Flash Update
I noticed yahoo.com, yahoo.ca and yahoo.com.br had stopped accepting emails today.
I wanted to provide insight into this problem that few others would have, namely, when did the problem first occur?
I looked at my stuck messages in queue. I realized that with sendmail, there is no easy way to answer the question: what is the oldest stuck message for domain XYZ in the queue? So I rigged up something, very crude, but typical for a Unix command line-type of guy.
Namely:
$ grep yahoo */qf*|grep for|cut -d\; -f2|sort|head
The answer? My first stuck message comes from 12:43:46 EST today (July 31st). As of this writing, 3:53 PM, the problem still exists, which already makes it a quite long outage even if it is fixed in the next few minutes. Just minutes later, around 4 PM, I noticed a lot of the messages being delivered, so the problem seems to have finally cleared up.
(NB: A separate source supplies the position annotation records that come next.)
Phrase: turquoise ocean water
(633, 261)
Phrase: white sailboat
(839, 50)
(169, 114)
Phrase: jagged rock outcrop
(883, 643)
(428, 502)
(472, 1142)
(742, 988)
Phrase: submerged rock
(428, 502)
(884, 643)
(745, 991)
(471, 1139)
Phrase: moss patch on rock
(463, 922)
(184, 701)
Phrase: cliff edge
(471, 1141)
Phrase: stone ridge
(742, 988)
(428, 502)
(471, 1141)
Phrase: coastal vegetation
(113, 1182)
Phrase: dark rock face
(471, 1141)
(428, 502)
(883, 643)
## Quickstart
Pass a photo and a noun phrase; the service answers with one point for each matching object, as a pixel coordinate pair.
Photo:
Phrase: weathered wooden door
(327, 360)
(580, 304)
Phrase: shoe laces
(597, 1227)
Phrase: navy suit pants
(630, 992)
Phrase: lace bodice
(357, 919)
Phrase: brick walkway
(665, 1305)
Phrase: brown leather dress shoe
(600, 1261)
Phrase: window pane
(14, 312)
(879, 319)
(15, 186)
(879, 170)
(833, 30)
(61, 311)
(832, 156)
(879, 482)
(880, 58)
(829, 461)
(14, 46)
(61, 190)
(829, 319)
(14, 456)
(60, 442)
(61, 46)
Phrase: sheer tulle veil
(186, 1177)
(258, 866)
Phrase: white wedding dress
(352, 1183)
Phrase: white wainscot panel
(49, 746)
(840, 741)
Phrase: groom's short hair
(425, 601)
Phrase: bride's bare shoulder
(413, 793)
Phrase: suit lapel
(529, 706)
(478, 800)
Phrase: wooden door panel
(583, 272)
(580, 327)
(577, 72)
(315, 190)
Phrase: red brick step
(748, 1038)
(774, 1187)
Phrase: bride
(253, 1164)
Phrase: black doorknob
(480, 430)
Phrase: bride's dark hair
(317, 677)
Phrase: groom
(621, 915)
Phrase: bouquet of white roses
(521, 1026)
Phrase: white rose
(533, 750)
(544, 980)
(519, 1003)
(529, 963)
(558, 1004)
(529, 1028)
The expression above works if you are root and the current directory is, e.g., /mqueue, under which you have queue directories q0, q1, …, q9, etc corresponding to an MC statement:
define(`QUEUE_DIR',`/mqueue/q*')dnl |
The grep above might miss a few messages, but if you have lots of them as I do, it doesn’t really matter as it’s purpose is just to convey the general idea of when the problem started. In my case it can be safely assumed that I am continuously sending emails to yahoo.com, so it is not possible to have a window that isn’t covered of more than ten minutes or so during the day.
Conclusion
We helped document a complete three-hour outage of Yahoo mail. Along the way we learned of a deficiency in sendmail’s mailq command – how limited its reporting options are. We compensated for that by rolling our own series of commands to answer the question of what is the oldest mail of this type in our queues.